Une cap table qui montre plus clairement l’engagement et l’apport de chacun dans le projet, et qui pourra être rationnellement commentée, va rassurer. Même si les investisseurs expérimentés savent très bien qu’il est impossible d’avoir une juste photographie des choses.

Sur une note parallèle, la question du leadership parmi les fondateurs peut vite devenir un sujet épineux si il n’a pas été lui aussi rationnellement défini à la naissance du projet. Et là encore, la cap table devrait, sauf exception justifiable, aider à le confirmer.

Un doute ou une ambiguïté trop prononcée sur la répartition du capital ou sur le leadership peut être une raison suffisante pour qu’un fond d’investissement, qui reçoit une montagne de dossier chaque année, préfère écarter le vôtre.
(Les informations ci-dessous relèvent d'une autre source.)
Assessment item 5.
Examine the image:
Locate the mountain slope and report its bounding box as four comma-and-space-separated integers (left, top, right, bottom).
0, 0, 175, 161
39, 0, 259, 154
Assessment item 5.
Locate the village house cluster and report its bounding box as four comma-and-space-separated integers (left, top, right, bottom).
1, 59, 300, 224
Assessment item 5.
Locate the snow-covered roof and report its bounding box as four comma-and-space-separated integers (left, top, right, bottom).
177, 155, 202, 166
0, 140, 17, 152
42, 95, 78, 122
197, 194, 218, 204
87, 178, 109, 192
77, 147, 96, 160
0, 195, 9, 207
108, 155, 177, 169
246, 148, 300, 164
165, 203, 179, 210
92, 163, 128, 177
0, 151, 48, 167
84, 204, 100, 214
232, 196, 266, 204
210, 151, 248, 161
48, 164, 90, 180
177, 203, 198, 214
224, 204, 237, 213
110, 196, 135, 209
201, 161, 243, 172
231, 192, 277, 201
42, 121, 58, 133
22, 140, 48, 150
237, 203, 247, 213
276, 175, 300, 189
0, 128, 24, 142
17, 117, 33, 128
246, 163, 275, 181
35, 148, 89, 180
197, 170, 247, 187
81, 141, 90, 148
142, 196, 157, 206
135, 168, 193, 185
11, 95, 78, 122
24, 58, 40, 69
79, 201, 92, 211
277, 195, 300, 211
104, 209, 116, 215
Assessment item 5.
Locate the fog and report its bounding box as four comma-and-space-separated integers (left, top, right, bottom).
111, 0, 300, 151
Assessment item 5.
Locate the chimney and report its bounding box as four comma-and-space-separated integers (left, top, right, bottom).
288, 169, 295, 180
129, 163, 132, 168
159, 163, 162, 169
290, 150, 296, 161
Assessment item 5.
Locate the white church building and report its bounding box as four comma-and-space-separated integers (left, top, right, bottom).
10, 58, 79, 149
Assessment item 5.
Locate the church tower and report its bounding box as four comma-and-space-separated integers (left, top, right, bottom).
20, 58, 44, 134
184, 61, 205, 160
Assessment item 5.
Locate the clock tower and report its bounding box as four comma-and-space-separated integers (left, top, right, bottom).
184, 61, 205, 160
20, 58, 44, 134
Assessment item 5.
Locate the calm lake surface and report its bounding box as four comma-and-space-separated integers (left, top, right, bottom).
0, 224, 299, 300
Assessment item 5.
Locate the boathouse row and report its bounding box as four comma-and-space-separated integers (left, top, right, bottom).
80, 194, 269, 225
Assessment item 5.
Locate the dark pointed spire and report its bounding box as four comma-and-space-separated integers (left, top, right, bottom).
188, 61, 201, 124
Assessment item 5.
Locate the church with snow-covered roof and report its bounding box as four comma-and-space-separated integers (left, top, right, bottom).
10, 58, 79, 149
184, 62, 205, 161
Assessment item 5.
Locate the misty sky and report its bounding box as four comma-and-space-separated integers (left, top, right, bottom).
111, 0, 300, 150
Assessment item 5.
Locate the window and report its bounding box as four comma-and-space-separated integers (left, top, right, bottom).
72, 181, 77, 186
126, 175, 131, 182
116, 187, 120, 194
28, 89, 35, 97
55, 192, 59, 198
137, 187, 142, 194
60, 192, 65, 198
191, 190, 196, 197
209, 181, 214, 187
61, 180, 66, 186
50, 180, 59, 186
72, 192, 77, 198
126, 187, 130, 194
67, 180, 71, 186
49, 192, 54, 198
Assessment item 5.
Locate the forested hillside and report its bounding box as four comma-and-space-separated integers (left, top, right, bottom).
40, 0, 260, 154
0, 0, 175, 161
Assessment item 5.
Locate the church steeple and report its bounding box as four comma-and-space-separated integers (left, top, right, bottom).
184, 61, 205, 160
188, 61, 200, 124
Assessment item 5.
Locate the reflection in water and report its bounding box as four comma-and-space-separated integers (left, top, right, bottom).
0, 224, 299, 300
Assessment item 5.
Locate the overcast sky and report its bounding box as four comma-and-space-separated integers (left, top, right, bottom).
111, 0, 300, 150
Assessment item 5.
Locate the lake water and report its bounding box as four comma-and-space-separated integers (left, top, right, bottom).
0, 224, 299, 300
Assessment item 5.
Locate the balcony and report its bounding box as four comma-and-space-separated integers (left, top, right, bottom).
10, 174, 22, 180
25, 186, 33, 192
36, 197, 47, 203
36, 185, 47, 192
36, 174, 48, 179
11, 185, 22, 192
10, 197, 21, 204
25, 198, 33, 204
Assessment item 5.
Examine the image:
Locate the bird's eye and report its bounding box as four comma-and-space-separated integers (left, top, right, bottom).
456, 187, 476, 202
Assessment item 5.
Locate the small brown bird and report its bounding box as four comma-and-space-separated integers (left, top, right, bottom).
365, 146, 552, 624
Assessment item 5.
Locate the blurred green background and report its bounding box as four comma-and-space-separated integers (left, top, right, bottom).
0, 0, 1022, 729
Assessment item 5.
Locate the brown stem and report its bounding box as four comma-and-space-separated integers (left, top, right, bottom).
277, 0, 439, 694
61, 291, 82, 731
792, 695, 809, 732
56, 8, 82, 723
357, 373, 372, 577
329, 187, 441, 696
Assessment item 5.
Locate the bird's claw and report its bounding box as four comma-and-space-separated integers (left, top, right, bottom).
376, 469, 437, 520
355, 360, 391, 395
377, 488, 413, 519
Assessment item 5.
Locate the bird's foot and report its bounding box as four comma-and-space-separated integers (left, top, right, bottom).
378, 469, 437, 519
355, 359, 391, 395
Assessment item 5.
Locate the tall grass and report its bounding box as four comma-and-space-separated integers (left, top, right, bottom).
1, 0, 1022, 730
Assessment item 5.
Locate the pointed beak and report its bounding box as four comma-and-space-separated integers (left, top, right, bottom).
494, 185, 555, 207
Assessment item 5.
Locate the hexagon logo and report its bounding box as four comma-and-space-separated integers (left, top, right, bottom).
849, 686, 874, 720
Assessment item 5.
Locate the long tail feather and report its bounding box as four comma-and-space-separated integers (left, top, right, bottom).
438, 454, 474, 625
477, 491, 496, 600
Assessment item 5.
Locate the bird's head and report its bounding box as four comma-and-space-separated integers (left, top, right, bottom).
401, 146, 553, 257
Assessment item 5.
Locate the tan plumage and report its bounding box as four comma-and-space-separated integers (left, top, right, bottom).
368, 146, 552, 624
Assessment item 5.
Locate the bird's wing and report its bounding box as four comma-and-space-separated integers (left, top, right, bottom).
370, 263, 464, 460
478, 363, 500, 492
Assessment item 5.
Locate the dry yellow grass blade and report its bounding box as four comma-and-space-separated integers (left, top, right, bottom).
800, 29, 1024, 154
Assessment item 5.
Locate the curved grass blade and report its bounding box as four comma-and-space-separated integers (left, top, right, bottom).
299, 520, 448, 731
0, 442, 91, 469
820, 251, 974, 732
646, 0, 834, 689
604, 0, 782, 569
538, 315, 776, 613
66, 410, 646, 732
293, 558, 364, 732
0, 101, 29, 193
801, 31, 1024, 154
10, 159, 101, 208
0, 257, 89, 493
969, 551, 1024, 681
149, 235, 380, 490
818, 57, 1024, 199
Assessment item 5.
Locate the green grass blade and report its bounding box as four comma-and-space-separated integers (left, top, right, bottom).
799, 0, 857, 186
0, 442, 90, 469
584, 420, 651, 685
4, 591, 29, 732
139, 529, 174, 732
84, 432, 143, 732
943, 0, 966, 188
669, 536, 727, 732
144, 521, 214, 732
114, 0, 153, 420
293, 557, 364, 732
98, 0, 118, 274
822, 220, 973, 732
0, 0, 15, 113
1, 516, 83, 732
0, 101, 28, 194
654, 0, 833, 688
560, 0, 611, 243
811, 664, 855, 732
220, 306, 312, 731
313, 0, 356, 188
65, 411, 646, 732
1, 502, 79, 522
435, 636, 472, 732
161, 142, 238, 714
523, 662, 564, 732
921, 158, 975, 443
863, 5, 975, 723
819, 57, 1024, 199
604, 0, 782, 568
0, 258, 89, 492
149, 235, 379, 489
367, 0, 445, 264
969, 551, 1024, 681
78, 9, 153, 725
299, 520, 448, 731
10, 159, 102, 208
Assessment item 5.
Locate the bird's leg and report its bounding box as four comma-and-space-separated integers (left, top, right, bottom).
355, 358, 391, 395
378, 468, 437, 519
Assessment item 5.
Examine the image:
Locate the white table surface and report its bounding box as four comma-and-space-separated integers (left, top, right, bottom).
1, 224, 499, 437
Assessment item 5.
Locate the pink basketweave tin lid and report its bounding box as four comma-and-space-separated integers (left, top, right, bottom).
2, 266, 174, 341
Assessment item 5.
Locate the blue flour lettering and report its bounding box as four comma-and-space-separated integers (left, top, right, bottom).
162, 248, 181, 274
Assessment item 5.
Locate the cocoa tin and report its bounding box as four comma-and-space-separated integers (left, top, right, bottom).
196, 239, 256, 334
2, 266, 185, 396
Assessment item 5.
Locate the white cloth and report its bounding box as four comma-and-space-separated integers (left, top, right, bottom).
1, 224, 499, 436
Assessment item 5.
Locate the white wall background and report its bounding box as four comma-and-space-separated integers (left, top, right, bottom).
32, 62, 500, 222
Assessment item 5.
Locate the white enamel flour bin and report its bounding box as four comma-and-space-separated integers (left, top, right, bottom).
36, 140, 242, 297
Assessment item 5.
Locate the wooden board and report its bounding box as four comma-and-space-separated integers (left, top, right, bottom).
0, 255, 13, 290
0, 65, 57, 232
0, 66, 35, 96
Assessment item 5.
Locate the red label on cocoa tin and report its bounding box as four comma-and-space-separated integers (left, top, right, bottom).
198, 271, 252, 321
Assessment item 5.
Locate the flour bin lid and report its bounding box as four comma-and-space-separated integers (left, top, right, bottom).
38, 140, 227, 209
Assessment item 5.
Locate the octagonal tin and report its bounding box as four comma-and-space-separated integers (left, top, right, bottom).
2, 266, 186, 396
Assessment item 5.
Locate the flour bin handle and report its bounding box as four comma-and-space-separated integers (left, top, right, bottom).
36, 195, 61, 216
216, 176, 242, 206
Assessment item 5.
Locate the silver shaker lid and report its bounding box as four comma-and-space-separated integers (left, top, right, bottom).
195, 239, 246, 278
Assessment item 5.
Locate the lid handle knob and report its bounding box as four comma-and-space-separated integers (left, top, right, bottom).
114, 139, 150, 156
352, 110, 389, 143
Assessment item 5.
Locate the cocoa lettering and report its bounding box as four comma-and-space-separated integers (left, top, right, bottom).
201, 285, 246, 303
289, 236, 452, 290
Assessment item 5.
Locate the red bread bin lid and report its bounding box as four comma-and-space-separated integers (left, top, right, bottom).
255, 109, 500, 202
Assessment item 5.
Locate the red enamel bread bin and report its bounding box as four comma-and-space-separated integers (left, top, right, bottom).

Par ailleurs, au-delà des investisseurs, une répartition du capital bien pensée permet d’avoir une meilleure base, et un framework de réflexion déjà établi, pour accueillir dans de bonnes conditions tout nouvel associé dont le projet aura besoin.

La vie est longue, pensez au vesting.

Au delà de la quantité d’action attribuée à chacun, il ne faut pas négliger non plus la dimension du temps.

Au début du projet, le niveau de motivation est élevé et généralement partagé par tous. Mais, pour des raisons diverses, il n’est pas rare que certains décident de quitter l’aventure dans les années fondatrices.

La vesting period, ou période de blocage, permet de lier une notion de durée d’engagement individuel à la libération des actions pour un associé. Il s’agit d’une clause contractuelle parfaitement standard dans les stock options, mais trop peu utilisée par les entrepreneurs qui se lancent.

Par ailleurs, dans le cas de fondateurs qui ne se connaissent pas encore bien, c’est aussi une manière de se rassurer mutuellement et de sécuriser le projet.

Et dernier bonus, cela contribuera bien sûr à la bienveillance des sourcils des investisseurs qui regarderont votre dossier.

En conclusion, prenez le temps de la réflexion.

Fondateurs, offrez-vous le temps de la réflexion.

Même si ce n’est pas le chemin le plus facile. Même si votre état d’esprit est plutôt enclin à un partage égal entre vous.

Vous en conclurez peut-être que vos apports au projet sont parfaitement comparables et vous resterez sur une idée d’équité. Vous aurez toutefois fait la démarche nécessaire à y apposer un rationnel, et vous saurez l’expliquer.

Mais si l’on regarde les éléments que chacun apporte plus en détail, la réalité est souvent différente. Et ce n’est pas rendre service au projet, ni à vous-mêmes, que de ne pas tout faire pour injecter cette réalité dans votre equity, même de manière imparfaite.

Les entrepreneurs qui sont déjà passés par l’exercice aiment à répéter que la bonne répartition a été atteinte lorsque tous les fondateurs se retrouvent au même niveau d’insatisfaction.

C’est un premier test de votre capacité à entreprendre, et vous ne regretterez pas de l’avoir pris au sérieux.